Day 11
stayingstraight
Thread Starter
Join Date: Jun 2010
Location: Lehigh Acres, FL
Posts: 66
Day 11
Hi everybody. Today is day 11 for me. I woke up feeling pretty good. Then I suddenly got a headache. I haven't had a headache that wasn't caused by alcohol in years. It's not the same kind of headache. It's hard to describe but it feels different. Am I actually going to take some tylenol or advil without being hungover!?!! Seems kind of funny-(but not really). I finally went for my gym orientation yesterday. I need to do something about this muffin top. The last time I quit drinking I gained about 7 lb. I started to lose a little of that when I started drinking again but I don't care. I'd rather work my ass off at the gym and eat better than drink it away. I was thinking about a member that made a post about how they fell off the wagon. I don't want to name any names out of respect for their privacy. But most of you probably know already. I was thinking about them because I commented on how they ended up falling off the wagon. The circumstances were all too familiar. I guess it hit close to home. I've been in this same scenario so many times.
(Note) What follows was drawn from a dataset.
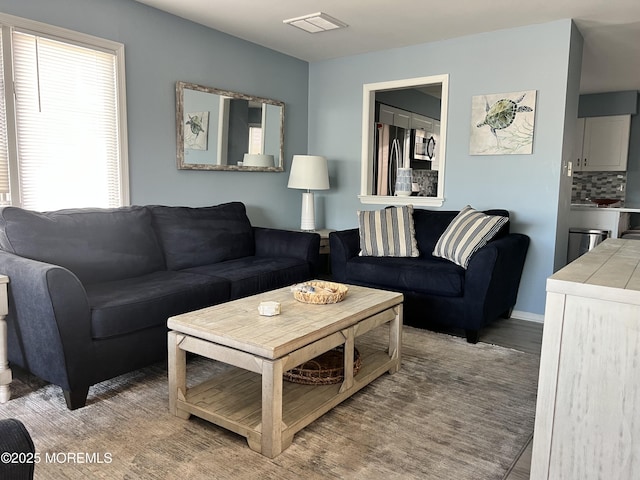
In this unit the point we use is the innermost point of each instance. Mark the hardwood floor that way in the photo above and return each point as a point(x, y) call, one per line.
point(525, 336)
I've even told myself I wasn't going to drink. I honestly didn't really want to drink in my heart. But I couldn't control myself. I have learned from those mistakes. From now on if an offer to go and do something involves friends with alcohol, I have to decline the outing. I may want to go and it may sound like a lot of fun. But I just can't so I just won't. It won't be easy to say no but I will. I have a whole suitcase full of alcoholic excuses why I can't do things that either don't involve alcohol or that I'm too hung over to do or it might interfere with my drinking time. I'm planning on utilizing these to avoid alcohol activity. I'll just turn it around. Believe me, if they're disappointed, they'll get over it the second they pop that first beer or sip that first drink. And if I'm lonely or bored I always have this site or school or a sober friend and last but definitely not least, my family. Back to the subject. I said some comments to the poster about falling off the wagon that I hope I don't ever have to eat. Although they say most fall at least once or twice during their journey to sobriety. I felt let down because I could see myself doing the same thing. I hope I wasn't too hard on them. When someone is down they don't need to be kicked. Thanks for listening.